Wyoming wrangles with rules
Within the five Wyoming counties that have adopted the 24/7 Sobriety Program, testing rules vary. In Campbell County, which joined the program in 2017, a first violation results in the participant being jailed for 12 hours; a second violation results in 24 hours; and if someone violates the program a third time, they are jailed until seen by a judge. This system is different than in Teton County, where all violations result in detention until seen by the judge.
In 2016, Sweetwater became the first county to adopt the program in Wyoming; however, the program is shut down due to COVID-19. Sgt. Gerald Carr of the Sweetwater County Sheriff’s Office said he strongly believes in the program, saying only three people have failed the program over the past four years. Sweetwater’s violation procedure is identical to Campbell County’s.

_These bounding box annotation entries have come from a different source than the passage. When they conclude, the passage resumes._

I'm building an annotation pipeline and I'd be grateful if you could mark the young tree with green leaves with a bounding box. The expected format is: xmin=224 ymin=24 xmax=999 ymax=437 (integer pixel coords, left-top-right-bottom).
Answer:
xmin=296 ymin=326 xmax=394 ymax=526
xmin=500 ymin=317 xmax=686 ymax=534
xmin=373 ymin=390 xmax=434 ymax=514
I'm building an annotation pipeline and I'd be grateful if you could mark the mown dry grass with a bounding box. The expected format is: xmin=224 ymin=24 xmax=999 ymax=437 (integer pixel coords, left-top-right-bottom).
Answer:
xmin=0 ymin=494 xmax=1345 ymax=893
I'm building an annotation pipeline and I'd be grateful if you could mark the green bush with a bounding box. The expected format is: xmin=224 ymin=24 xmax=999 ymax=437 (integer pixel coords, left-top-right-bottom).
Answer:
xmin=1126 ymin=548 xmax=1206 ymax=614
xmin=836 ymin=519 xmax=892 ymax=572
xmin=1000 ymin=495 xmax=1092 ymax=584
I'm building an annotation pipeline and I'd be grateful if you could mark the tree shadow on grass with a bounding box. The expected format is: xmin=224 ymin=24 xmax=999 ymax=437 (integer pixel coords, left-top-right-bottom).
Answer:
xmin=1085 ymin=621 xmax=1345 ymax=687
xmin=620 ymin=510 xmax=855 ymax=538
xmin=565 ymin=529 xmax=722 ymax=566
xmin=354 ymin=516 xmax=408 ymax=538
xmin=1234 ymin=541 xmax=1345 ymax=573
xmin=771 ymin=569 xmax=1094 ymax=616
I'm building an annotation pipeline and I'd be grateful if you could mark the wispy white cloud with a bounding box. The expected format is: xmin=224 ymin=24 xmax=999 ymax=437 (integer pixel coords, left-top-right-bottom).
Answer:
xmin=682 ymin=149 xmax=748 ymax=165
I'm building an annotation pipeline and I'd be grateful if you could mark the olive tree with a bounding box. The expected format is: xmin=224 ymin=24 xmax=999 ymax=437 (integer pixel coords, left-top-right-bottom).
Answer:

Since Teton County joined the program last year, more than 150 residents have participated with 47 enrolled. As of the end of June, the sheriff’s office has administered 6,825 preliminary Breathalyzer tests with only 16 coming back positive; 844 drug tests have been administered, with 41 coming back positive. According to the sheriff’s office, 56 people have been arrested for not complying with the program’s rules.
Carr started working for the Teton County Sheriff’s Office in 1999 when the jail population held more than 40 people at a time, he said. Now that population is in the single digits. Carr attributes part of this decline to the 24/7 program and a similar program that was in place before. When asked if there is anything he would like to change to the 24/7 program, Carr said he would prefer that participants were not required to pay the various fees, given the financial burden for some residents. He also said he believes the Wyoming attorney general should set clearer rules for the sheriff’s department to follow about how much discretion the department has in arresting someone who arrives more than 30 minutes late.
The single mother, who remains out of work, agrees with the sheriff that the fees are onerous. But she insists there is a broader problem with the 24/7 program: “It feels really unfair.”